In the end when the drip finally stops, all that is left of us is our stories. And I pray that you have people in your life who will continue to tell your stories when you are gone. Charlie used to tell me that “date of birth and date of death don’t matter on a tomb stone. It’s the “dash” between those dates that matters. Some of us chose to die while living and others my friend, they live while their dying. Your dash is your story, it’s the nuts and bolts of a life well lived or a life well mourned.”

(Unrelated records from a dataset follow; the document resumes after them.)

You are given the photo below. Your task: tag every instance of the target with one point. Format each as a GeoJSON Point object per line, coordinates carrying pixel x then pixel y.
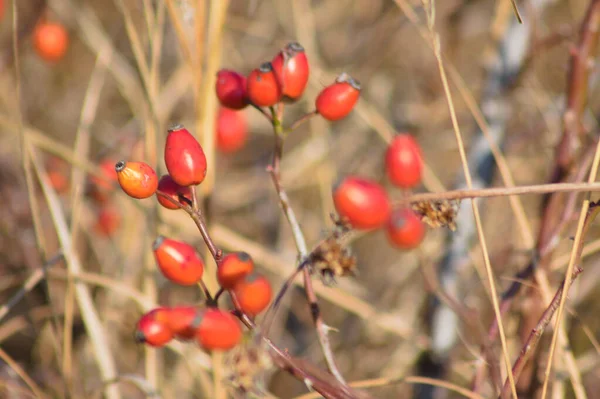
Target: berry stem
{"type": "Point", "coordinates": [196, 215]}
{"type": "Point", "coordinates": [320, 327]}
{"type": "Point", "coordinates": [262, 111]}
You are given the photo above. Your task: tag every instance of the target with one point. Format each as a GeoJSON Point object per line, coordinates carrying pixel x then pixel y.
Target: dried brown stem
{"type": "Point", "coordinates": [504, 191]}
{"type": "Point", "coordinates": [320, 326]}
{"type": "Point", "coordinates": [535, 335]}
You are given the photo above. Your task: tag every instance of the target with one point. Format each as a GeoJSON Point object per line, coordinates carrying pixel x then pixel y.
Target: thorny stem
{"type": "Point", "coordinates": [300, 241]}
{"type": "Point", "coordinates": [504, 191]}
{"type": "Point", "coordinates": [555, 213]}
{"type": "Point", "coordinates": [322, 384]}
{"type": "Point", "coordinates": [536, 334]}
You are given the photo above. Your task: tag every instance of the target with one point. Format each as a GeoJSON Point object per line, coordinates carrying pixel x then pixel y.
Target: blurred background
{"type": "Point", "coordinates": [134, 67]}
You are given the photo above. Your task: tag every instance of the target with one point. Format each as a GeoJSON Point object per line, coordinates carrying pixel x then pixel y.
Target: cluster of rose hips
{"type": "Point", "coordinates": [284, 79]}
{"type": "Point", "coordinates": [365, 204]}
{"type": "Point", "coordinates": [179, 262]}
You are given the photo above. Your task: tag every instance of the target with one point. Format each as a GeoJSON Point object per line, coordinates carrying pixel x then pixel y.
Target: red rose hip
{"type": "Point", "coordinates": [363, 202]}
{"type": "Point", "coordinates": [167, 186]}
{"type": "Point", "coordinates": [336, 101]}
{"type": "Point", "coordinates": [404, 229]}
{"type": "Point", "coordinates": [231, 129]}
{"type": "Point", "coordinates": [403, 161]}
{"type": "Point", "coordinates": [253, 293]}
{"type": "Point", "coordinates": [183, 321]}
{"type": "Point", "coordinates": [218, 330]}
{"type": "Point", "coordinates": [231, 89]}
{"type": "Point", "coordinates": [178, 261]}
{"type": "Point", "coordinates": [137, 179]}
{"type": "Point", "coordinates": [292, 69]}
{"type": "Point", "coordinates": [153, 329]}
{"type": "Point", "coordinates": [184, 157]}
{"type": "Point", "coordinates": [233, 268]}
{"type": "Point", "coordinates": [263, 86]}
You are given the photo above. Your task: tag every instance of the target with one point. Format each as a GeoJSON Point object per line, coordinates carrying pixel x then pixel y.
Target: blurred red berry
{"type": "Point", "coordinates": [51, 41]}
{"type": "Point", "coordinates": [292, 69]}
{"type": "Point", "coordinates": [108, 220]}
{"type": "Point", "coordinates": [405, 229]}
{"type": "Point", "coordinates": [178, 261]}
{"type": "Point", "coordinates": [253, 293]}
{"type": "Point", "coordinates": [233, 268]}
{"type": "Point", "coordinates": [363, 202]}
{"type": "Point", "coordinates": [167, 186]}
{"type": "Point", "coordinates": [263, 86]}
{"type": "Point", "coordinates": [137, 179]}
{"type": "Point", "coordinates": [184, 157]}
{"type": "Point", "coordinates": [403, 161]}
{"type": "Point", "coordinates": [153, 329]}
{"type": "Point", "coordinates": [231, 89]}
{"type": "Point", "coordinates": [183, 321]}
{"type": "Point", "coordinates": [337, 100]}
{"type": "Point", "coordinates": [232, 130]}
{"type": "Point", "coordinates": [218, 330]}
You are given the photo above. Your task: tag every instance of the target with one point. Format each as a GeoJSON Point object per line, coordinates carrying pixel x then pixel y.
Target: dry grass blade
{"type": "Point", "coordinates": [22, 374]}
{"type": "Point", "coordinates": [430, 8]}
{"type": "Point", "coordinates": [96, 333]}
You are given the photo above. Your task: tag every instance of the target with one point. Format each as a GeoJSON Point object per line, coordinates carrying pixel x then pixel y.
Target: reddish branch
{"type": "Point", "coordinates": [320, 327]}
{"type": "Point", "coordinates": [555, 214]}
{"type": "Point", "coordinates": [312, 376]}
{"type": "Point", "coordinates": [536, 334]}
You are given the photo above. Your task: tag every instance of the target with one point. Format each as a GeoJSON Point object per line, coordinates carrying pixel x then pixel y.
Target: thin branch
{"type": "Point", "coordinates": [504, 191]}
{"type": "Point", "coordinates": [320, 326]}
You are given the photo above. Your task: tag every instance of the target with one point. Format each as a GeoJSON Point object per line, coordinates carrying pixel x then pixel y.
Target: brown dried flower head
{"type": "Point", "coordinates": [246, 367]}
{"type": "Point", "coordinates": [439, 213]}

Somewhere between the ghost towns of Montana and the valleys of Yellowstone, I added to my Dad’s dash. He kept saying over and over “I never thought I’d see Yellowstone. This is a trip of a lifetime.” he was right, this was a trip of a lifetime for him. We set out for Yellowstone in 2019, but only made it to the entrance due to car trouble. We vowed that day to come back, to come back and finish what we started. When I parked in the exact spot our trip ended in 2019, my dad looked around and looked at me and said “We completed our task!”
Indeed we did and all I have to say is Yellowstone is beautiful beyond measure and the mountains of Montana speak to your soul like no other place can. I would take this trip with him a million times over, including the tiny cabin with a broken heater that we stayed in.
If you have a dad don’t take your time with him for granted, for he is not immune to growing old. Take the time today to start making memories. It doesn’t have to be some grand trip, it could be lunch or even just a walk in the park. Memorize his every word so that one day when he is gone you can pass his stories on. Even the highly inappropriate stories. Even the ones that make you cringe a little. When he is gone from this world his words will matter and you will be thankful that you have them to keep you company.
And as for my dad, I thank God every darn day for his third chance at life. I could not imagine this world without him and travel just wouldn’t be the same. He is and will always be my road trip buddy.